Of course the book I need is on the highest shelf, so I have to find a stool, which takes way more time than it should because no one puts them back at the end of the aisle when they’re done like they’re supposed to, so I have to weave in and out of a few aisles of shelves before I find one. I’m so frustrated that, as I finally reach for the book I want, I don’t notice there’s a person behind me—until their arm stretches up next to mine for the exact same book. It startles me, and I lose my balance.

I yelp and try to lean forward to catch myself, but I’ve already started to fall.

Strong arms come around me, and the fall is over no sooner than it started.

“This again, huh? You’re a hazard to yourself, Matthews.”

Irked as I am to be called by my last name, relief sweeps through me at being caught. And of course the person who caught me is none other than the only person at this school who occasionally calls me by my last name.

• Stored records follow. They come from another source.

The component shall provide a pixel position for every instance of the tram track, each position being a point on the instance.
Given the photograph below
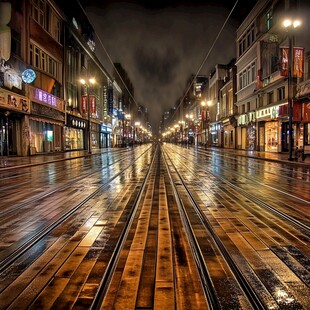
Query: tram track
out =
(259, 201)
(252, 296)
(8, 256)
(231, 257)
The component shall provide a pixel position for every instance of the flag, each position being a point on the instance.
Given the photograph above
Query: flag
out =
(298, 69)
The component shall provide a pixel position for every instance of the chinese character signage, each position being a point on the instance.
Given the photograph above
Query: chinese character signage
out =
(284, 61)
(45, 97)
(84, 103)
(298, 61)
(92, 101)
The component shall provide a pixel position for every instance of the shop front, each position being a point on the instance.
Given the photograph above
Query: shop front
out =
(14, 124)
(246, 132)
(75, 133)
(306, 123)
(47, 122)
(215, 131)
(229, 133)
(297, 126)
(105, 136)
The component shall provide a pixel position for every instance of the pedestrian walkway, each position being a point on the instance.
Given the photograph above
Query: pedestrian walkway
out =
(9, 162)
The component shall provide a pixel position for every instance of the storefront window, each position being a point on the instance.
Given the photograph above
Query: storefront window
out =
(74, 139)
(271, 136)
(41, 137)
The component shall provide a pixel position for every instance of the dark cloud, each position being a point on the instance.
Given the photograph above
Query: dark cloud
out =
(160, 46)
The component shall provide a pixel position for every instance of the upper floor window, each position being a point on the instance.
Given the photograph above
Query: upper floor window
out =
(246, 40)
(269, 19)
(247, 76)
(281, 93)
(45, 16)
(43, 61)
(270, 98)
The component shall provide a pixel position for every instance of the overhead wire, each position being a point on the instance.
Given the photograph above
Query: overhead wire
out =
(108, 55)
(204, 60)
(195, 76)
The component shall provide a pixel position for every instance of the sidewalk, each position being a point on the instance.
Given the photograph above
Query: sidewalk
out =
(10, 162)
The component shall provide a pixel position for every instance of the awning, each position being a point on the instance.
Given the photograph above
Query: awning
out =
(44, 120)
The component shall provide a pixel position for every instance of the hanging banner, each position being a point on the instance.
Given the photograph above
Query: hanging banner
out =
(92, 101)
(84, 103)
(284, 61)
(298, 69)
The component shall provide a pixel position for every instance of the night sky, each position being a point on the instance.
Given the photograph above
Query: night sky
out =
(161, 45)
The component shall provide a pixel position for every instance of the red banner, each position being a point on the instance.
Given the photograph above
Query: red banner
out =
(92, 101)
(284, 61)
(306, 112)
(298, 61)
(298, 70)
(84, 103)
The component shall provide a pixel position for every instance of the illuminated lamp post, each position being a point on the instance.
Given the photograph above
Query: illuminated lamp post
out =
(205, 107)
(87, 86)
(290, 24)
(135, 135)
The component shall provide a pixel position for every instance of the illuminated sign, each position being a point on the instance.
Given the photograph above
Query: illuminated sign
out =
(45, 97)
(28, 76)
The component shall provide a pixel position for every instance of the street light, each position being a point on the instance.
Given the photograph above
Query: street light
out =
(205, 106)
(86, 85)
(135, 135)
(290, 24)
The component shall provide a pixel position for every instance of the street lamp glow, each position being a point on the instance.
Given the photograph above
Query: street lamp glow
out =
(288, 23)
(92, 82)
(296, 23)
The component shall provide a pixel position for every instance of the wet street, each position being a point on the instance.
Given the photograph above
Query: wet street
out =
(156, 227)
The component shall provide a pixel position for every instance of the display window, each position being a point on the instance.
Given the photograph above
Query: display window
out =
(272, 136)
(74, 139)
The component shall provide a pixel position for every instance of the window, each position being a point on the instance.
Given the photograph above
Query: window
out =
(270, 98)
(44, 62)
(269, 19)
(246, 40)
(260, 101)
(47, 18)
(247, 76)
(243, 109)
(248, 106)
(281, 93)
(16, 42)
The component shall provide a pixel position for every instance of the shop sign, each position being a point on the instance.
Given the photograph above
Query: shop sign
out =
(272, 112)
(10, 77)
(13, 101)
(306, 112)
(303, 90)
(75, 122)
(45, 97)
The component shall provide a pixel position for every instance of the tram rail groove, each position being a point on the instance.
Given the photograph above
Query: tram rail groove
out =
(208, 288)
(7, 257)
(246, 287)
(265, 205)
(39, 197)
(104, 283)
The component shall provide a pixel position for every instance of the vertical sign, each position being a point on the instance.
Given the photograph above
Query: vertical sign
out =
(84, 103)
(284, 61)
(92, 101)
(298, 62)
(110, 100)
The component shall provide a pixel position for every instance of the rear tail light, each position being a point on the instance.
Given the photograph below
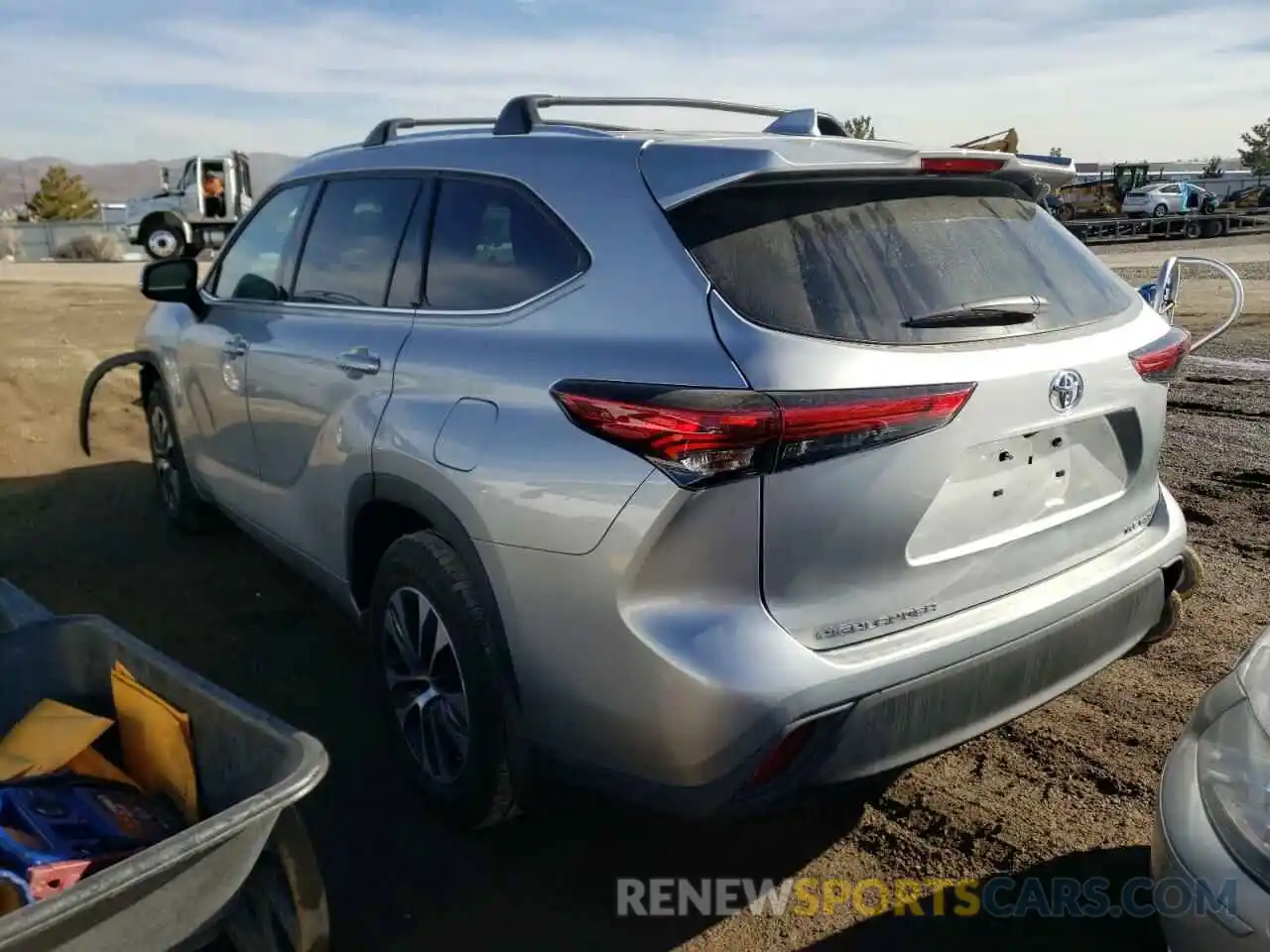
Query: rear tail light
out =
(698, 436)
(962, 167)
(1160, 361)
(783, 756)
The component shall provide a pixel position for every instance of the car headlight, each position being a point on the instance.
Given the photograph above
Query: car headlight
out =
(1234, 767)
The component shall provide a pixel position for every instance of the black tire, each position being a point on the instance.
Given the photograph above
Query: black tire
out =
(177, 494)
(485, 789)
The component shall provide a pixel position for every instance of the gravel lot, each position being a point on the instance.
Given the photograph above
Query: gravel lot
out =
(1066, 789)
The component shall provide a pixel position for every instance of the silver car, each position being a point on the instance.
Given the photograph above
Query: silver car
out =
(702, 467)
(1211, 838)
(1155, 200)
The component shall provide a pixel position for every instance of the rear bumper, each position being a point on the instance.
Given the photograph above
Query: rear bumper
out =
(680, 702)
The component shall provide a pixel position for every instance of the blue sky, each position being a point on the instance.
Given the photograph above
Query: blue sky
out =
(109, 80)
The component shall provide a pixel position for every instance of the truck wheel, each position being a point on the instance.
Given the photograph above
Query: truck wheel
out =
(181, 500)
(444, 696)
(162, 243)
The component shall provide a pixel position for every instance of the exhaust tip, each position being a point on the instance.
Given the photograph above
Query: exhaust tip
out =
(1192, 575)
(1166, 627)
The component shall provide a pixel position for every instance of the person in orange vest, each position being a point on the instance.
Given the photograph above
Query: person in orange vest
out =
(213, 195)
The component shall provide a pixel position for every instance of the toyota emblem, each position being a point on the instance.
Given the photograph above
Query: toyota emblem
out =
(1066, 390)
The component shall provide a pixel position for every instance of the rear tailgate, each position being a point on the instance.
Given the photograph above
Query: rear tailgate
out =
(1051, 460)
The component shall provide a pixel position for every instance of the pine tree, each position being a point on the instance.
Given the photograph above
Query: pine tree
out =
(63, 197)
(860, 127)
(1256, 157)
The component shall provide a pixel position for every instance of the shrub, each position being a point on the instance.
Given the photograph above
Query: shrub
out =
(89, 248)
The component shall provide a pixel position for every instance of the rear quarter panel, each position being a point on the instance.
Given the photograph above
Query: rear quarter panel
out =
(530, 477)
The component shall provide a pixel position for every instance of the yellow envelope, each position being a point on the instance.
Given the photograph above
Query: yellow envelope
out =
(90, 763)
(49, 737)
(13, 767)
(158, 751)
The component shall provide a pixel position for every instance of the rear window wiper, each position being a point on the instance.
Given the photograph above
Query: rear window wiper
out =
(983, 313)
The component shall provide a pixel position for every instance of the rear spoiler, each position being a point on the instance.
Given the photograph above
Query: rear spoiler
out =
(735, 159)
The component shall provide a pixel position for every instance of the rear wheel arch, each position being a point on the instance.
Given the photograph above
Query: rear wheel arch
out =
(382, 509)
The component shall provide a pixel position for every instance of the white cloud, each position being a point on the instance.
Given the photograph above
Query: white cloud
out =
(930, 71)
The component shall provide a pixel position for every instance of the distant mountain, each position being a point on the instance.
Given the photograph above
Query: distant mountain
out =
(118, 181)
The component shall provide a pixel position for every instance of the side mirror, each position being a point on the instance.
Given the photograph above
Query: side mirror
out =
(175, 281)
(1162, 294)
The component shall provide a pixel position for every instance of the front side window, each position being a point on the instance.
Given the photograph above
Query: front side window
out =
(353, 241)
(250, 270)
(494, 246)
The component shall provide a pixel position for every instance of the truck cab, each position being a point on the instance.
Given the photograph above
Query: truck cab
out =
(195, 213)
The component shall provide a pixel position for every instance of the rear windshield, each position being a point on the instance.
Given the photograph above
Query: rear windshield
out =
(852, 259)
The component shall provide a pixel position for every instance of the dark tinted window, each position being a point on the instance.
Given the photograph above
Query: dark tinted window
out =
(252, 267)
(494, 246)
(852, 261)
(353, 241)
(407, 286)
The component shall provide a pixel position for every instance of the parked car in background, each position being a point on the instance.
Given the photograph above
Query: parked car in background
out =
(1252, 197)
(1155, 200)
(1164, 198)
(1213, 815)
(701, 468)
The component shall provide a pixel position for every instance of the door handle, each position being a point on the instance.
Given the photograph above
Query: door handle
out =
(358, 361)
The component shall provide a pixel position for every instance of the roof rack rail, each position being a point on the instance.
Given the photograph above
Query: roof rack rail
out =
(389, 128)
(522, 114)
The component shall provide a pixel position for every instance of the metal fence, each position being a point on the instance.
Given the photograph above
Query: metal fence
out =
(39, 241)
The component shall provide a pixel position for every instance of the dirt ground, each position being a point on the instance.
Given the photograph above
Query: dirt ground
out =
(1065, 791)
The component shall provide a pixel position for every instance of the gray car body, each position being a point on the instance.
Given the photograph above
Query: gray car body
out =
(663, 642)
(1220, 907)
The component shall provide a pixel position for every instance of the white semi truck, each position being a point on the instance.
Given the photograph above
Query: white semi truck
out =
(185, 220)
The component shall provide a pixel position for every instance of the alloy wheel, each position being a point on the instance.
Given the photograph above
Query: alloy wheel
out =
(426, 683)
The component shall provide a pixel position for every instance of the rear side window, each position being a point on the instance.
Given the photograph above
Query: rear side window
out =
(852, 261)
(494, 246)
(353, 241)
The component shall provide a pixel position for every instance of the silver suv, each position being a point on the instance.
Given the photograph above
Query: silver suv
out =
(701, 466)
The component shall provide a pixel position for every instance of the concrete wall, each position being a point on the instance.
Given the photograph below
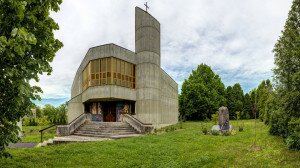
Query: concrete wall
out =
(109, 91)
(75, 108)
(169, 99)
(147, 46)
(102, 51)
(156, 93)
(75, 105)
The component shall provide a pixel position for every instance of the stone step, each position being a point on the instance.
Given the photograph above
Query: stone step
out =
(107, 123)
(86, 126)
(102, 134)
(108, 129)
(112, 136)
(106, 132)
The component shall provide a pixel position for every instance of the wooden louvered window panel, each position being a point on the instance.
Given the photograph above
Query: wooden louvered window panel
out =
(108, 71)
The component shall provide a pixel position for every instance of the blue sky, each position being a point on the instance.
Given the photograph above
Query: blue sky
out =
(234, 37)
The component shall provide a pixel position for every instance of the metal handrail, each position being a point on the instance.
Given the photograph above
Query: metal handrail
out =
(137, 120)
(76, 118)
(41, 131)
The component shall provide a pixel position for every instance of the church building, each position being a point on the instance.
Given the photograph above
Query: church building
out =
(112, 81)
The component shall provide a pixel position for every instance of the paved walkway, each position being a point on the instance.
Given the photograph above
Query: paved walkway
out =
(74, 138)
(22, 145)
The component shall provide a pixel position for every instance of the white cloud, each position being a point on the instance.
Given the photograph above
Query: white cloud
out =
(234, 37)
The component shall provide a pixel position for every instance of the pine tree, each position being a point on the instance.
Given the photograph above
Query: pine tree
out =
(201, 94)
(287, 77)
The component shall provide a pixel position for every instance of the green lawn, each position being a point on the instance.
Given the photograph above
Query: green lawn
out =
(185, 147)
(32, 134)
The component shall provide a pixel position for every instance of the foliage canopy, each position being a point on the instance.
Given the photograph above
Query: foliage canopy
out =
(27, 46)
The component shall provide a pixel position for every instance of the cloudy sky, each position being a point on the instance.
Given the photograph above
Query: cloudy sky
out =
(234, 37)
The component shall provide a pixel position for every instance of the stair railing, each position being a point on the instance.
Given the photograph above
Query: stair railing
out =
(41, 131)
(63, 130)
(137, 124)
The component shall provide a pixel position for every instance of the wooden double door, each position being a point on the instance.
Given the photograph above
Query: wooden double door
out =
(109, 112)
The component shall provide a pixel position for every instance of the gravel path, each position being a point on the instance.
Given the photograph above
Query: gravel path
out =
(22, 145)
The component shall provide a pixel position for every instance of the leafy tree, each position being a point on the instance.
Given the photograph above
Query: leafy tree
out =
(247, 108)
(234, 99)
(62, 114)
(201, 94)
(27, 46)
(50, 112)
(263, 93)
(287, 77)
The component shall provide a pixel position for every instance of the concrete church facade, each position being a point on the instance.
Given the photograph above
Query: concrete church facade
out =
(112, 80)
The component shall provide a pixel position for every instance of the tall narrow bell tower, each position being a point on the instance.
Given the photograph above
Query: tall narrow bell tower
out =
(147, 48)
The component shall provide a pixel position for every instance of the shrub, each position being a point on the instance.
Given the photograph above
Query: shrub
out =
(232, 132)
(215, 132)
(25, 121)
(204, 130)
(241, 128)
(43, 121)
(279, 123)
(293, 140)
(214, 118)
(226, 133)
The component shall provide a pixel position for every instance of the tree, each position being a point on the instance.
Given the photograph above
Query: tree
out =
(27, 46)
(234, 99)
(201, 94)
(286, 111)
(247, 108)
(50, 112)
(62, 114)
(263, 91)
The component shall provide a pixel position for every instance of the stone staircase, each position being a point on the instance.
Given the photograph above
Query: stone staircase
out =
(111, 130)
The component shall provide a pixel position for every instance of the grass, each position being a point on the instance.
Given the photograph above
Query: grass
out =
(32, 134)
(186, 147)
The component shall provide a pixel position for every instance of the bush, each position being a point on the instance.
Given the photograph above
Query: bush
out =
(226, 133)
(279, 123)
(215, 132)
(293, 140)
(214, 119)
(44, 121)
(25, 121)
(241, 128)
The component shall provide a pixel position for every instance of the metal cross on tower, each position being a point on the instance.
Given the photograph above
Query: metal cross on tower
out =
(147, 7)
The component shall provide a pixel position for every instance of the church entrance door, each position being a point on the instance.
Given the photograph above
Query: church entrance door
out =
(110, 112)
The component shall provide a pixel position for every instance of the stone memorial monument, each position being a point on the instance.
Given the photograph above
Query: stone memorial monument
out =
(223, 116)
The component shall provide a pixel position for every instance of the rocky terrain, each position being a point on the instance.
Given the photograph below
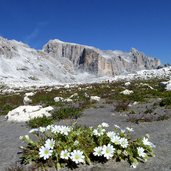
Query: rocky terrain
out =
(144, 105)
(61, 62)
(99, 62)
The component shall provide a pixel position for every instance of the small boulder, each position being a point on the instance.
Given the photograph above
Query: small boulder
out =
(25, 113)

“Thank you,” I manage to say through gritted teeth. He just saved my ass—no need to correct him on the name.

Mac holds onto me as I step off the stool, a steady hand on my back and the gentle brush of fingers against my arm. His hands are gone the second I’m steady. My gaze lingers on them, though. He reaches for the book I never grabbed, and I watch it in slow motion. The library is dimly lit, but I can still make out the veins climbing the back of his hands up his forearms, the ridges of muscle that appear with the extension of his arm, the size of his hand—large against the thin book he holds. Like a fire across a forest, heat rolls through me, a slow, uncontrolled burn I fear I’m not going to be able to contain.